Cirese afferma che lo stimolo alla riflessione che viene dalla cosiddetta arte popolare e dalla sua opposizione non valutativa a quella culta assolve ad una funzione essenziale se serve ad insegnarci che un valore non diviene universale ed eterno (fuori dalla storia) solo perché è nostro e solo perché ci riconosciamo in esso.
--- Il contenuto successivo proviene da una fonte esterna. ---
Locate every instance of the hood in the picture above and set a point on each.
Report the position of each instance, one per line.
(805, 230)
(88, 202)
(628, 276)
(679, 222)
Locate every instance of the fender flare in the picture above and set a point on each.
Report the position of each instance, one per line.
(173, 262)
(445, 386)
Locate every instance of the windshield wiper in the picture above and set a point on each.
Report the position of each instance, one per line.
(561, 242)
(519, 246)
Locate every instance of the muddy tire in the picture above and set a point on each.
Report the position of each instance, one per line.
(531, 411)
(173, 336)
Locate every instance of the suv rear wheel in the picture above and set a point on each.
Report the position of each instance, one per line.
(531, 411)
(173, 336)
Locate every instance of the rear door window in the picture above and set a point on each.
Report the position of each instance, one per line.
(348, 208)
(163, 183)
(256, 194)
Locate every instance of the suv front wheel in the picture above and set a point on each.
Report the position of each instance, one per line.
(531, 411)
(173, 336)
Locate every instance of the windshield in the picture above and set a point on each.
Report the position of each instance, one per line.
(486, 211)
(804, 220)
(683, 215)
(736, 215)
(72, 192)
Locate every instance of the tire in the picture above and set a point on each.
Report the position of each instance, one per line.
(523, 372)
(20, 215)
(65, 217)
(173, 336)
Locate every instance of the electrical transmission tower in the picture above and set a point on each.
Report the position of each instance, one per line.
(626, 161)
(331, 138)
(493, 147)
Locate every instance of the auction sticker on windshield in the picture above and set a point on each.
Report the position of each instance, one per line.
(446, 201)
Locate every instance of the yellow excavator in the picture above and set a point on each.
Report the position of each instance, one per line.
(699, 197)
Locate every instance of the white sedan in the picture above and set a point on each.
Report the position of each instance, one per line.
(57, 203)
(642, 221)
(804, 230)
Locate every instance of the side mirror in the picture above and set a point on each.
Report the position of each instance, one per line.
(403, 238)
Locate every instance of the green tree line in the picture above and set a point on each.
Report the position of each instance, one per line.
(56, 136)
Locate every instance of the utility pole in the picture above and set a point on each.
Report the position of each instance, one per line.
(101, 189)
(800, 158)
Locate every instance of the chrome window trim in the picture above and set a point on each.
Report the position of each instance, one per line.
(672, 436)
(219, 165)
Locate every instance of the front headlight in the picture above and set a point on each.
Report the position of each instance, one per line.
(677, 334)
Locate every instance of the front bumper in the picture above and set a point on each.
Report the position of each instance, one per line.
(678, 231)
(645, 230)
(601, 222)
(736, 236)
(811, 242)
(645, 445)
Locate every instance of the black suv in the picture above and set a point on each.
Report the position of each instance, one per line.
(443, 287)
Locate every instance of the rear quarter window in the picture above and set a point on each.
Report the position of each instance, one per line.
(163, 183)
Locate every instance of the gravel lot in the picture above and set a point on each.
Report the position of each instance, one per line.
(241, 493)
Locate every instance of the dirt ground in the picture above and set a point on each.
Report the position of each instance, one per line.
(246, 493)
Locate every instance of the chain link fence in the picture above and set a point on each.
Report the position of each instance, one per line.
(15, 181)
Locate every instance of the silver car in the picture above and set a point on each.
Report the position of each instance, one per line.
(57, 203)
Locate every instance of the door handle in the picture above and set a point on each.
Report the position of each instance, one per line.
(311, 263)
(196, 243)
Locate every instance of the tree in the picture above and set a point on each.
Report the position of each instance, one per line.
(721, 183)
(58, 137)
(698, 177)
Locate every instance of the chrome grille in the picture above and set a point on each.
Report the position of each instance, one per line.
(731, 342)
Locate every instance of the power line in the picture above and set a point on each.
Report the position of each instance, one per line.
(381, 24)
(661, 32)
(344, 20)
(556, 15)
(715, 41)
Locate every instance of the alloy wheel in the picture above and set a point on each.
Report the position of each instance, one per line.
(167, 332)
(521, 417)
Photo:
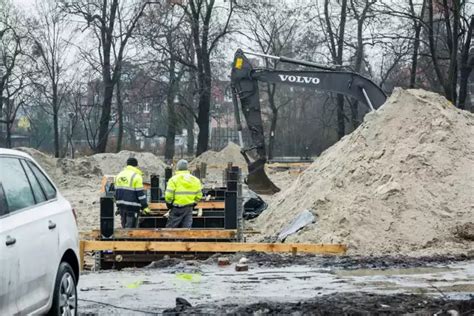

Cirese in conclusione sottolinea che la cultura non è patrimonio esclusivo di certe epoche, di certi gruppi o classi, di certi individui, ma è la totalità dei prodotti dell’attività umana che è un modo di cogliere o cercare di cogliere l’universale. Queste considerazioni sulla morfologia della cultura possono giovare al dibattito sull’“arte popolare” perché esse ci avvertono che contrapponendo un’“arte popolare” ad una “non arte di massa” si possono correre due rischi:

  1. Concepire il contrasto in termini di qualità estetica rimanendo prigionieri delle concezioni etnocentriche;
  2. Ipotizzare l’esistenza di un corpo culturalmente omogeneo che invece non c’è perché la società è solcata da dislivelli, opposizioni, pluralità culturali.